I was experiencing this issue on my dev server so moved it to a live server but the same issue occurs.

It's a basic script. I'm lost as to what to check.


Solution

  • Always unset($row) after a foreach (… as &$row)

    A reference to a variable, that can be a nice way to modify the items of an array in-place, should always be taken with caution, as pointed through random references (pun originally not intended on "references" but now it's there).

    As they were introduced at a time to mimic objects that PHP did not have yet, they always had a (somewhat merited) reputation of hacky and dangerous feature.

    Life-saving reflex
    The why

    foreach ($data as &$row) creates a reference named $row, successively pointing to each item of $data.
    However, it you do not unset($row); after it, it keeps its reference nature, still pointing to the last place it walked through (like a dangling pointer), that is, $data[1] ("second comment"),
    and any non-reference use of it will simply work on the contents pointed by the reference.

    Thus when starting the second loop without an &:

    unset($row); makes sure PHP forgets everything about $row: the next time it is set (either by an = or a foreach (… as $row)) it will be re-created from scratch, by default as a conventional variable not pointing anymore to the contents of $data.
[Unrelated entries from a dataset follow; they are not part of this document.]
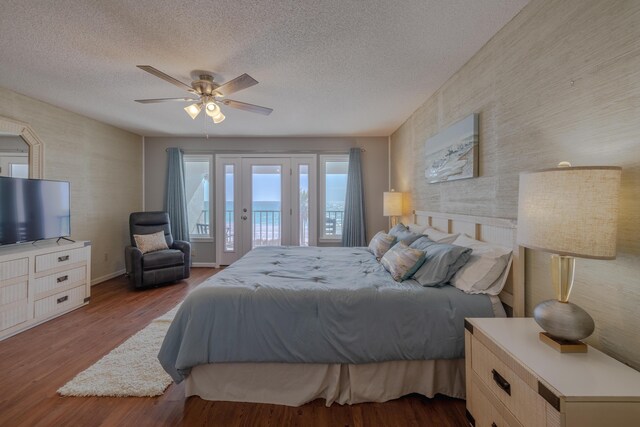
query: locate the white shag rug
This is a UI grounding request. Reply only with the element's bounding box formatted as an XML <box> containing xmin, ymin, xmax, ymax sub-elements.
<box><xmin>58</xmin><ymin>304</ymin><xmax>180</xmax><ymax>397</ymax></box>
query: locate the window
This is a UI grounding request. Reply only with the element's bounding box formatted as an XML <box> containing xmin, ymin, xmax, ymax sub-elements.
<box><xmin>184</xmin><ymin>154</ymin><xmax>213</xmax><ymax>239</ymax></box>
<box><xmin>320</xmin><ymin>154</ymin><xmax>349</xmax><ymax>240</ymax></box>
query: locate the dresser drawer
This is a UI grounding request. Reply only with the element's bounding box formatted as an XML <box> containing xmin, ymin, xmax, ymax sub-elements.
<box><xmin>33</xmin><ymin>285</ymin><xmax>87</xmax><ymax>318</ymax></box>
<box><xmin>34</xmin><ymin>266</ymin><xmax>87</xmax><ymax>298</ymax></box>
<box><xmin>0</xmin><ymin>258</ymin><xmax>29</xmax><ymax>281</ymax></box>
<box><xmin>36</xmin><ymin>248</ymin><xmax>87</xmax><ymax>273</ymax></box>
<box><xmin>0</xmin><ymin>299</ymin><xmax>27</xmax><ymax>331</ymax></box>
<box><xmin>0</xmin><ymin>278</ymin><xmax>28</xmax><ymax>306</ymax></box>
<box><xmin>471</xmin><ymin>336</ymin><xmax>546</xmax><ymax>427</ymax></box>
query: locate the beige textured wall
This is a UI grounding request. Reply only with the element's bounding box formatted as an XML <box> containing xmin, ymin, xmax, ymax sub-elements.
<box><xmin>144</xmin><ymin>137</ymin><xmax>389</xmax><ymax>263</ymax></box>
<box><xmin>0</xmin><ymin>88</ymin><xmax>142</xmax><ymax>280</ymax></box>
<box><xmin>391</xmin><ymin>0</ymin><xmax>640</xmax><ymax>369</ymax></box>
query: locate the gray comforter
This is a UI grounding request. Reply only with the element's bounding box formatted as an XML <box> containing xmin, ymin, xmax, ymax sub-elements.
<box><xmin>158</xmin><ymin>247</ymin><xmax>493</xmax><ymax>382</ymax></box>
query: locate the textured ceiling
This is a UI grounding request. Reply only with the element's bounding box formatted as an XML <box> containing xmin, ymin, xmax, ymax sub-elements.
<box><xmin>0</xmin><ymin>0</ymin><xmax>527</xmax><ymax>136</ymax></box>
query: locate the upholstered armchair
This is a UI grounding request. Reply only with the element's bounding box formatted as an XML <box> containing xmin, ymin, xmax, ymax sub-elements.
<box><xmin>124</xmin><ymin>212</ymin><xmax>191</xmax><ymax>288</ymax></box>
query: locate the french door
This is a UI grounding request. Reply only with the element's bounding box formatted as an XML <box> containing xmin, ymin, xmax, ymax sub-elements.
<box><xmin>216</xmin><ymin>154</ymin><xmax>317</xmax><ymax>265</ymax></box>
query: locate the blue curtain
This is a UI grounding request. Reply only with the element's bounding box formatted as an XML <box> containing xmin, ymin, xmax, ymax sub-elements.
<box><xmin>342</xmin><ymin>148</ymin><xmax>367</xmax><ymax>246</ymax></box>
<box><xmin>165</xmin><ymin>148</ymin><xmax>189</xmax><ymax>242</ymax></box>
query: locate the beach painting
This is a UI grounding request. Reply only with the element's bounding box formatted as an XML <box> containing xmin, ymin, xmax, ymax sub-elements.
<box><xmin>425</xmin><ymin>114</ymin><xmax>478</xmax><ymax>184</ymax></box>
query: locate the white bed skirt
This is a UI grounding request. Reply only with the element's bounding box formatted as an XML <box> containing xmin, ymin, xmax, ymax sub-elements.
<box><xmin>185</xmin><ymin>359</ymin><xmax>465</xmax><ymax>406</ymax></box>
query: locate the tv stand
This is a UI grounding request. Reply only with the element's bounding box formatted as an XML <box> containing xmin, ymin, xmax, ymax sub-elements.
<box><xmin>0</xmin><ymin>240</ymin><xmax>91</xmax><ymax>341</ymax></box>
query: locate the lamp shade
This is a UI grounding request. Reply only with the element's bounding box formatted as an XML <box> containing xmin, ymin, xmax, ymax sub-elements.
<box><xmin>382</xmin><ymin>191</ymin><xmax>402</xmax><ymax>216</ymax></box>
<box><xmin>518</xmin><ymin>166</ymin><xmax>622</xmax><ymax>259</ymax></box>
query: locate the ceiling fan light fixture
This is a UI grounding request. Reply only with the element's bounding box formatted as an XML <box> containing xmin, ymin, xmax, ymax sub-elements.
<box><xmin>184</xmin><ymin>103</ymin><xmax>202</xmax><ymax>120</ymax></box>
<box><xmin>211</xmin><ymin>107</ymin><xmax>226</xmax><ymax>124</ymax></box>
<box><xmin>205</xmin><ymin>101</ymin><xmax>220</xmax><ymax>117</ymax></box>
    Naming conventions can help

    One additional visual hint I use: to make sure none of my references do bleed, in addition to unsetting them after use, I prefix them with ptr, for example foreach ($data as &$ptrRow): not only does the name hints on its nature, but I'm pretty sure I won't have the dumb idea to then reuse that typed (and harder to type) name for a conventional variable.

    As for function calls: I've never understood why in PHP 5.3 they removed the call-time pass-by-reference, which made obvious that a function intended to modify the contents of its parameters.
    To mitigate this loss in readability, I like to write the & back as a comment when calling such a function, e.g.:

    $table = [ … ];
    usort(/*&*/$table, …); // There it's clear that $table's contents gets changed.